Search code examples
pythonpdftabulatabula-py

data missing while reading pdf file using tabula and python


I have a pdf with several text and tables and one row contains like below :

PDF content :
Id: 5647484848 Name Alex J

Now I am using tabula-py for parsing the content, but the result is missing something (means you can see first charater or number is missing).

Actually my original pdf is having lots of text and tables. I tried on other rows too, where i exactly get the right result.

Wrong Result :
['', '', 'Id:', '', '647484848', 'Name', '', 'lex J', '', '', '']

Should be :
['', '', 'Id:', '', '5647484848', 'Name', '', 'Alex J', '', '', '']

Sample :

# to get the exact row to find the name & index [7] is for Name
if len(row) == 11:
    if "Name" in row:
       print(row[7])
       return Student(studentname=row[7])

In tabula while reading table, I have set

df = tabula.read_pdf(pdf, output_format='json', pages='all',
                          password=secure_password, lattice=True)

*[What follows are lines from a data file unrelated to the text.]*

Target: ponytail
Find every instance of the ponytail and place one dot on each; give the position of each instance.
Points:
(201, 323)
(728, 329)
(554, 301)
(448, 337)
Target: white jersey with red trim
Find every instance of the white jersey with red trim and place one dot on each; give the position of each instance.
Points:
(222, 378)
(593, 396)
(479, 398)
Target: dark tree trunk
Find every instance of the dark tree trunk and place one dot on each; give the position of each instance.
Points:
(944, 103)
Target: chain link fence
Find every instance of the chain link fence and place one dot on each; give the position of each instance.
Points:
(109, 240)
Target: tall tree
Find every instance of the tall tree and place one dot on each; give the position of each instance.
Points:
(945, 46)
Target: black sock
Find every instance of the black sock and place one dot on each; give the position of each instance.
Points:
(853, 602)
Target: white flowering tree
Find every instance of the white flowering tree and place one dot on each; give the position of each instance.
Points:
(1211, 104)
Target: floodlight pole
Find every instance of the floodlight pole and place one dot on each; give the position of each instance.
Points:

The row is simple text type , no images and all. Don't know why it fails for this particular row data. I have applied similar logic to other rows where i got proper result. Please suggest.


Solution

  • Solved by changing extraction mode in tabula-py from lattice=True to lattice=False

    df = tabula.read_pdf(pdf, output_format='json', pages='all',
                              password=secure_password, lattice=False)